Gaining that understanding can be harder than it sounds. “Most lab automation isn’t really modular,” Harris insists. “In the industry, ‘modularity’ means the vendor can assemble standard parts to build a system.” This kind of modularity, Harris suggests, may be too narrow to mean much to a user who ends up seeing a monolithic piece of equipment. Harris likens monolithic devices in the lab to robots in automotive assembly plants. Such robots are embedded in (and constrained by) millions of dollars’ worth of hard-to-change tooling.
True modularity, he says, is plug and play. It allows a researcher to use one reader today for a group of assays, and a different reader tomorrow for a different set of assays. In this scenario, researchers can dock and undock readers easily, reconfiguring their automation systems at will.
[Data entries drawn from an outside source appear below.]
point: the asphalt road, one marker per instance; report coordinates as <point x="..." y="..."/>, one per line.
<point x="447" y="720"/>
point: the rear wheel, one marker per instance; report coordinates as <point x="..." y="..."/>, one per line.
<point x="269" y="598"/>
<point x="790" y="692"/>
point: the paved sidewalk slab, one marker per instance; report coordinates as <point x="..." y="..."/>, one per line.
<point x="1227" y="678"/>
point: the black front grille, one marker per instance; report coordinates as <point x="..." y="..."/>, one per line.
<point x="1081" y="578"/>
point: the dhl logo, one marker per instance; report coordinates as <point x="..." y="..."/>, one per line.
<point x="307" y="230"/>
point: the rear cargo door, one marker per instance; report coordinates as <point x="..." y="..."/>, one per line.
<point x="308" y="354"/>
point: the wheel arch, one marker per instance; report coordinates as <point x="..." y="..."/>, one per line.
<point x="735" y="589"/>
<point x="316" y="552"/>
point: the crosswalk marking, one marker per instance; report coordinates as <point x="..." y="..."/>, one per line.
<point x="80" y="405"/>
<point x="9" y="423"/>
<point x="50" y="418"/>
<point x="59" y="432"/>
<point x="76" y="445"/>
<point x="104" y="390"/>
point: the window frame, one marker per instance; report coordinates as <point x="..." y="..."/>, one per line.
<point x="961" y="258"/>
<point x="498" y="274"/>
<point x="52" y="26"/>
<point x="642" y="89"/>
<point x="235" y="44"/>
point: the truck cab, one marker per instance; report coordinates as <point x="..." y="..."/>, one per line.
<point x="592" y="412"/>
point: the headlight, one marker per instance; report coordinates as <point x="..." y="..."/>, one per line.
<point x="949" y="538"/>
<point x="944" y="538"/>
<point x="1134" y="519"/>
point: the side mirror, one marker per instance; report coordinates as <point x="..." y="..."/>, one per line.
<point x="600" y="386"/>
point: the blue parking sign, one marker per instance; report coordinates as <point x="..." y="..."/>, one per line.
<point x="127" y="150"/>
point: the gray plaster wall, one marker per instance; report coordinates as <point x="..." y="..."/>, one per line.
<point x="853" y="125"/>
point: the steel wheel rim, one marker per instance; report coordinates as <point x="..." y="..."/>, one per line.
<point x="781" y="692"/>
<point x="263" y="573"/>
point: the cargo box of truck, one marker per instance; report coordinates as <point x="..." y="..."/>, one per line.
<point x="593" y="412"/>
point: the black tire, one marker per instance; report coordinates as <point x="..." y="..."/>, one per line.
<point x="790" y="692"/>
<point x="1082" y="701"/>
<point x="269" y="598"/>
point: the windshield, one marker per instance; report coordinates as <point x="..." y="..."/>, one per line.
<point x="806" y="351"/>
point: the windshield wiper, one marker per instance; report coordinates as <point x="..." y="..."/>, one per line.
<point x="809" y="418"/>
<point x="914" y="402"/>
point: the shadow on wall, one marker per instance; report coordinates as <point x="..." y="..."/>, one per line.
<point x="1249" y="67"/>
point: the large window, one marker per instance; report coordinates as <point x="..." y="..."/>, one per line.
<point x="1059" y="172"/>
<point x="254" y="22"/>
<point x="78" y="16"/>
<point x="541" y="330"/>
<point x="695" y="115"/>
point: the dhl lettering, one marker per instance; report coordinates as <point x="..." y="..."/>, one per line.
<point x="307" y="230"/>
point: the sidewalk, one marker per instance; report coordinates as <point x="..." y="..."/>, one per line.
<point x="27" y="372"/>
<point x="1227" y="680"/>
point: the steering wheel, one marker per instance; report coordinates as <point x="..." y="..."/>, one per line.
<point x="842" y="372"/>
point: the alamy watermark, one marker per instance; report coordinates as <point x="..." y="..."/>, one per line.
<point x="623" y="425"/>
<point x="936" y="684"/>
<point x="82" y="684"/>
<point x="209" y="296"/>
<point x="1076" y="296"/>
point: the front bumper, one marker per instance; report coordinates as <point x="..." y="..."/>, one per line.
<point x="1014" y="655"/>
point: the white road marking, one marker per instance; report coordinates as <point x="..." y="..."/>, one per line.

The other underlying reason behind poor performance for lab automation projects is that people lack clarity. “The greater clarity you have about your goals and how they will need to adapt, expand, and change with time,” Harris stresses, “the more likely it is that you can develop solutions that are effective today and well into the future.”
Life sciences work that used to be impractical will become routine when lab automation realizes collaborative robotics, an approach, Harris suggests, that will culminate in “robots working alongside people safely, without guarding.” Collaborative robotics, Harris continues, is favored by several mutually reinforced trends. For example, he sees opportunities in miniaturization. The size and volume of materials used for each experiment are decreasing, so the control levels and systems linkage for inventory management and data collection should be one seamless process, he says. That will bring true Internet of Things (IoT) capabilities to the lab.
Another promising trend in robotics is the growing importance of artificial intelligence (AI). “Frankly,” Harris complains, “there has been a lot of ‘A’ but not much ‘I’ in AI.” That, inevitably, will change. “AI is incredibly data hungry,” Harris notes. “It needs to be barraged by data. For example, it needs a lot of cellular images to learn whether a particular image is interesting. You need robotics to generate the data. It’s an interesting dynamic, and it’s tied to robotics.”
Ultimately, collaborative robotics may grapple with the kinds of questions posed by John Henry. It may, for example, find ways for machines and humans to accommodate each other, allowing machines to do what they do best, and humans to do what they do best. Collaborative robotics, then, is more about building teams than running races.
“For short-duration tasks, people are faster,” remarks Harris. “The advantage possessed by robots is their relentlessness.” How like the steamdrill! But today’s robots have additional strengths. “They can track an almost limitless number of procedures with precision,” Harris notes, “ensuring uniformity process to process, batch to batch.”